What struck me most about Studd's words is the idea that Christians (in the West, at least) have been too content with a passive, watered-down, safely "sweet" (confectionary) faith. We want our Christian walk to take place inside pretty buildings filled with nice people -- which is nothing like the Christian experience of a Paul, a Peter, a John, etc.

And, given the very real spiritual battle (one with eternal outcomes) that rages around us daily, we need more passion, more "forked lightning" commitment to live out our faith in an increasingly dark world.

I have a friend, a former Army Ranger, who likes to say, "Jesus Christ is my point man, and life is a combat mission." If you are uncomfortable with military metaphors for the spiritual life, I invite you to take a closer look at your Bible, where they abound.


I think of the Salvation Army's military metaphors here.

Surely noone (even atheists) sees their proven actions in helping the poor, downtrodden as something threatening.

A lot of this whole "scary fundamentalists" language is just that 99% just "scare language".

Researching wht persons of faith are doing in your town to make the world better would almost totally amaze most people.
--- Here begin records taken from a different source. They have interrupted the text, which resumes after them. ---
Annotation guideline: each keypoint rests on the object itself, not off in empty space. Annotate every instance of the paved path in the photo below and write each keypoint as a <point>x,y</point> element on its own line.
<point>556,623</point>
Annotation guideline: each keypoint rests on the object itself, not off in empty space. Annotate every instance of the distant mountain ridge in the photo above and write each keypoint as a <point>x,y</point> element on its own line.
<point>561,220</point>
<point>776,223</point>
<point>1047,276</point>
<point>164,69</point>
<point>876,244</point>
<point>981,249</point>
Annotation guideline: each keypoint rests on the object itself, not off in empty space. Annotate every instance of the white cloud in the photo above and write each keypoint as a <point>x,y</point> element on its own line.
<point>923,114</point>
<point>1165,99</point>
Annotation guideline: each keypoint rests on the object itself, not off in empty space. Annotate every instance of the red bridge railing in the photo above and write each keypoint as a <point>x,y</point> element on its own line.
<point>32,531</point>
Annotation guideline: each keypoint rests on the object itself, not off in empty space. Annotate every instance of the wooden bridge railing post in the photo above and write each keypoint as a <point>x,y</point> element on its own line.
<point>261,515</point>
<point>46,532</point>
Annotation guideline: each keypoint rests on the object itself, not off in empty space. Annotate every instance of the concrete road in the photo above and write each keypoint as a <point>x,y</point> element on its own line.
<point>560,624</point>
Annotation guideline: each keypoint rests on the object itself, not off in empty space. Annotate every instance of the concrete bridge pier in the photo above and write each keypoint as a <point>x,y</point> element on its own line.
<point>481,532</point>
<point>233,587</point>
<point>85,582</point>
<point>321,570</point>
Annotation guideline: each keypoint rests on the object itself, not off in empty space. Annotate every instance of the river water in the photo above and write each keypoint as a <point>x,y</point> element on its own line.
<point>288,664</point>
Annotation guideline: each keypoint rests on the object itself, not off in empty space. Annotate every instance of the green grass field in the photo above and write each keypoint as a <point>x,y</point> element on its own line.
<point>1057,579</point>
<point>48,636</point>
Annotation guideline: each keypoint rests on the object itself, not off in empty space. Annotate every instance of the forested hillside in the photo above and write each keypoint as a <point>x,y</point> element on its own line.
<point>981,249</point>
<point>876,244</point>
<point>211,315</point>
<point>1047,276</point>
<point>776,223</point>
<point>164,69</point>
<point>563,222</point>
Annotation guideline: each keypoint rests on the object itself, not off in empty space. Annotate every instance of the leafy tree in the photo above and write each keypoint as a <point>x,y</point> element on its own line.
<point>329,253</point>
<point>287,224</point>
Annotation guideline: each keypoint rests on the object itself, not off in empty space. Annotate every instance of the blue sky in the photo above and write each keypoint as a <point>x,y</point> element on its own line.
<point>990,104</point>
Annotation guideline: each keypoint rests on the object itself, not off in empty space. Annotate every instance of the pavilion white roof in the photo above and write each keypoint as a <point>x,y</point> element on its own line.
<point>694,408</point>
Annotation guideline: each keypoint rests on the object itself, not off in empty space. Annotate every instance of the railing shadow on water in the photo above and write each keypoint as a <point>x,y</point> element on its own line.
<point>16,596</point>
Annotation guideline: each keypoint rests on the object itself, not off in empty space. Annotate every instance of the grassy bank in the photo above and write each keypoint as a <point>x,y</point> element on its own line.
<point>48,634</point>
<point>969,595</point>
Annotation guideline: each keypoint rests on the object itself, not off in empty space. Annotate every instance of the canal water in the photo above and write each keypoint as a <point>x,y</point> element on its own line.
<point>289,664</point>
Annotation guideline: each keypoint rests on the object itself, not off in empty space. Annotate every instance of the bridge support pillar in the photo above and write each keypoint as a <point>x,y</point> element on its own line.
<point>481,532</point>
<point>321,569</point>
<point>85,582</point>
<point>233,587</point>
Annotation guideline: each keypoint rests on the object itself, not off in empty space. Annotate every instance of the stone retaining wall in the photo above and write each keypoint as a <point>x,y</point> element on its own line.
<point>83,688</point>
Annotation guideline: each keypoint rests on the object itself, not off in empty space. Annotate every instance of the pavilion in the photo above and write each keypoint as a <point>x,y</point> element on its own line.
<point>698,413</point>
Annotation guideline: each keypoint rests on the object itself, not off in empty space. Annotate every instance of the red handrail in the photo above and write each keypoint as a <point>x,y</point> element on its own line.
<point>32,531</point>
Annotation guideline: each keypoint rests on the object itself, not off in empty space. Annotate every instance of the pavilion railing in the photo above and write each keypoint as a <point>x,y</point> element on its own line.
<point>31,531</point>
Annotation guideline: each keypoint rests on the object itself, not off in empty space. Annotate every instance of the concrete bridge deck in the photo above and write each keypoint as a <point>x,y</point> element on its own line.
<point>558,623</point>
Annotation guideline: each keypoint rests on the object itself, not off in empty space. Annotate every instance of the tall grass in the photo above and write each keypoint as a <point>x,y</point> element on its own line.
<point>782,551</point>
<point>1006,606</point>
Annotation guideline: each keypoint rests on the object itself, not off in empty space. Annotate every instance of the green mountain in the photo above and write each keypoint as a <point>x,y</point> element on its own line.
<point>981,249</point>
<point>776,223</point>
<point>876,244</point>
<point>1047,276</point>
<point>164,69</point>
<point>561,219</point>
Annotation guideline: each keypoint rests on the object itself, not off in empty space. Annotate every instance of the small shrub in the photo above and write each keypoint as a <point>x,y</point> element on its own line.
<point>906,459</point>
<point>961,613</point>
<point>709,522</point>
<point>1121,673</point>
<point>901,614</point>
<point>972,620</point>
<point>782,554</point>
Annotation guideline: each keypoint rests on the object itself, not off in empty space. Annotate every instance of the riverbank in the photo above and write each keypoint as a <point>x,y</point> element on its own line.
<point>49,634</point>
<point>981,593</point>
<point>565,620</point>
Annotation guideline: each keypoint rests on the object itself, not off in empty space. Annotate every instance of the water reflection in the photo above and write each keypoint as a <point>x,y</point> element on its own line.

Lots of poor being helped, lots of single / divorced moms helped, some work in training people to have better job skills, inviting people to be part of a community...leveling at least some of the class distinctions thru worship---some real examples of interracial cooperations...Lots of great things... Not to mention probably most of the hospitals near most people were founded by persons of faith...to serve the sick.

Jason Taylor

Admittedly "Reconquer the city for God" does sound like an odd metaphor for,"Pray for the city a lot."